The second model we will run to compliment the Random Forest model is an Elastic Net. The Elastic Net is a form of regularized regression which uses a combination of the Ridge penalty and the Lasso Penalty. This constraints on the model will help deal with correlation between features and also provide automated feature selection.
We will let caret perform a grid search for the tunable parameters alpha (which will decide which mix of these models to perform: alpha = 0 means a pure Ridge Model, while alpha = 1 means a pure Lasso Model) and lambda (the scale of the penalty to be applied in the objective function).
set.seed(123)
en_grid <- expand.grid(
alpha = c(0.7,0.75,0.8,0.85,0.9,0.95,1),
lambda = seq(0,0.001, by = 0.00005)
)
elastic_net <- train(
SalePrice ~ .,
data = baked_train1,
method = "glmnet",
trControl = train_control,
tuneGrid = en_grid
)
ggplot(elastic_net) +
geom_vline(aes(xintercept = elastic_net$bestTune$lambda), linetype = "dashed",
size = base_size/15) +
my_theme(type = "discrete") +
labs(title = "Model Tuning - Elastic Net")
The model tuning performed resulted in a RMSE of 0.0126309. The alpha parameter equals 1, and lambda equals .
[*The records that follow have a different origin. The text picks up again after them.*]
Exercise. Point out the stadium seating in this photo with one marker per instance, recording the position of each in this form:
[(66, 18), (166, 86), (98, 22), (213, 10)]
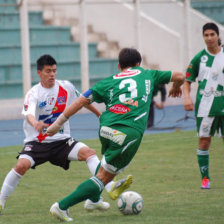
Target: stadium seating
[(211, 8), (44, 39)]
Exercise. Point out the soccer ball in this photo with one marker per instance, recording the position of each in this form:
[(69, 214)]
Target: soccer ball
[(130, 202)]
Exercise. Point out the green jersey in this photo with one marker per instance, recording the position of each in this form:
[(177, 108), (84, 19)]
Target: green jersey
[(127, 96), (209, 70)]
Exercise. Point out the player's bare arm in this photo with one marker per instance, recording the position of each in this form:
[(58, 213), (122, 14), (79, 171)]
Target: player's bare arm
[(188, 103), (69, 111), (178, 80), (38, 125), (93, 109)]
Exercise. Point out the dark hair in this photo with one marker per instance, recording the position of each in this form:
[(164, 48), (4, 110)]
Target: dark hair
[(210, 26), (45, 60), (129, 57)]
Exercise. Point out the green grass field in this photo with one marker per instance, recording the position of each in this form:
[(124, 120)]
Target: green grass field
[(165, 173)]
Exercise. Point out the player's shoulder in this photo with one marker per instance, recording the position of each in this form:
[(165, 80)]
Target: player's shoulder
[(200, 54), (65, 83), (34, 90)]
Alpha = 1 means that a Lasso penalty was performed but a Ridge penalty wasn’t. That means that model tuning made our Elastic Net effectively a LASSO Model.
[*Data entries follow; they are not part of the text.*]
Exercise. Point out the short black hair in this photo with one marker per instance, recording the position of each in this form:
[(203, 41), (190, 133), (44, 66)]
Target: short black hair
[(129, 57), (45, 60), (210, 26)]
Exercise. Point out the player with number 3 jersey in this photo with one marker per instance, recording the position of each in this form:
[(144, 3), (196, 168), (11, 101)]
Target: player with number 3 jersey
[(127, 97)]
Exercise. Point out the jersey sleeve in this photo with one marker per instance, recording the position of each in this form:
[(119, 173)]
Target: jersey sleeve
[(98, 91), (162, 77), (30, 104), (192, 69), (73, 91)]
predictions$en_pred <- predict(elastic_net, newdata = baked_train1)
predictions <- predictions %>%
mutate(en_pred = exp(1)^yeo.johnson(en_pred, lambda = lambda, inverse = TRUE))
fitted_values_plot(predictions, x = en_pred)
predictions <- predictions %>%
mutate(en_residuals = SalePrice - en_pred)
residual_analysis(df = predictions, fitted = en_pred, resid = en_residuals)
By plotting model results and model residuals, we can observe that our model made some gross overestimations that resulted in a left-skewed distribution of residuals.
Combining the Elastic Net Model with the previous tree-based models will improve the generalization power of our model, since linear models are low-variance, high bias models.
Now, we list the models and take a look at their response correlations.
model_list <- c(rf_model, elastic_net, xgb_model5)
model_cor <- modelCor(resamples(model_list))
melt(model_cor) %>%
ggplot(aes(x = Var1, y = Var2, fill = value)) +
geom_tile() +
geom_text(aes(x = Var1, y = Var2, size = base_size/10, label = round(value, 2)),
color = "white") +
my_theme(type = "continuous") +
labs(title = "Model Correlation",
y = "Model",
x = "Model",
fill = "Correlation")
We see that the XGBoost model (xbgTree) and the Elastic Net (glmnet) had reasonably high correlation between themselves, but the Random Forest was more uncorrelated. Since correlation was not so high overall, our final model should benefit from model stacking.
The meta-model will be trained with the matrix of fitted values from each individual Base Learner. For this model, we use a Multivariate Adaptive Regression Spline.
A MARS model will use a step-function to deal with nonlinearity and interactive relationships between features.
set.seed(123)
stacked_model <- caretStack(
model_list,
method="earth",
metric = "RMSE",
tuneLength = 10,
trControl = trainControl(method = "cv", number = 10, savePredictions = TRUE)
)
stacked_model
## A earth ensemble of 3 base models: ranger1, glmnet2, xgbTree3
##
## Ensemble results:
## Multivariate Adaptive Regression Spline
##
## 2698 samples
## 3 predictor
##
## No pre-processing
## Resampling: Cross-Validated (10 fold)
## Summary of sample sizes: 2427, 2429, 2429, 2429, 2428, 2427, ...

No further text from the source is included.